We hit a deer, sort of a buzz kill. But it's fine.
you lied vaginas dont taste like gold fish!
noo i said youre golden if her vagina tastes like fish!
I wish they had a "No Yankees" filter on status updates.
there's a guy pushing a keg up the street in a shopping cart. you have to love graduation
Welcome to texting with Mike. You're now leaving the sober section and headed to our insanely high bad decision making portion of mike. Enjoy the trip.
I'm not trying to be dramatic but if someone makes you choose between getting a Brazilian or dying. For the sake of your sanity just fucking die
We should have a bouncer at the top of our stairs asking the guys we bring home for ID...
rigging a system to keep my jello shots cold in class. important election day work.
You want to get day drunk this afternoon and watch these guys build a house across the street?
Model at car show < day drinking with your favorite sister. Get your head in the fucking game Christopher.

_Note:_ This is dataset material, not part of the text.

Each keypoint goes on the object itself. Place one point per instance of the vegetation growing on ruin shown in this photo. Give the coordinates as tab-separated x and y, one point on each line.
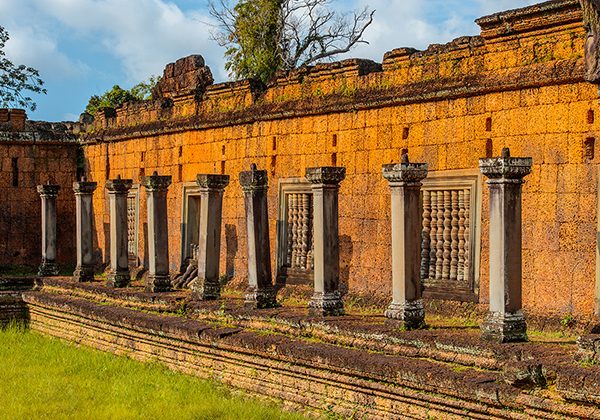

Quote from doctor, "that is a VERY angry vagina".
I'm fucked.
We were both too drunk to drive home. So we did it in the coat closet and then I walked home. 20/20 hindsight: Could have both walked to my apartment and then had sex there.
There is a video of you making out with him, flipping off the camera, and holding the plastic flamigo that you had just stolen out of a yard
He left me alone in a hotel room my last night in town to go home to jerk off and watch TV. So yeah, I guess we're not really friends.
How did delivering mac n cheese to my drug dealer become a two hour outing?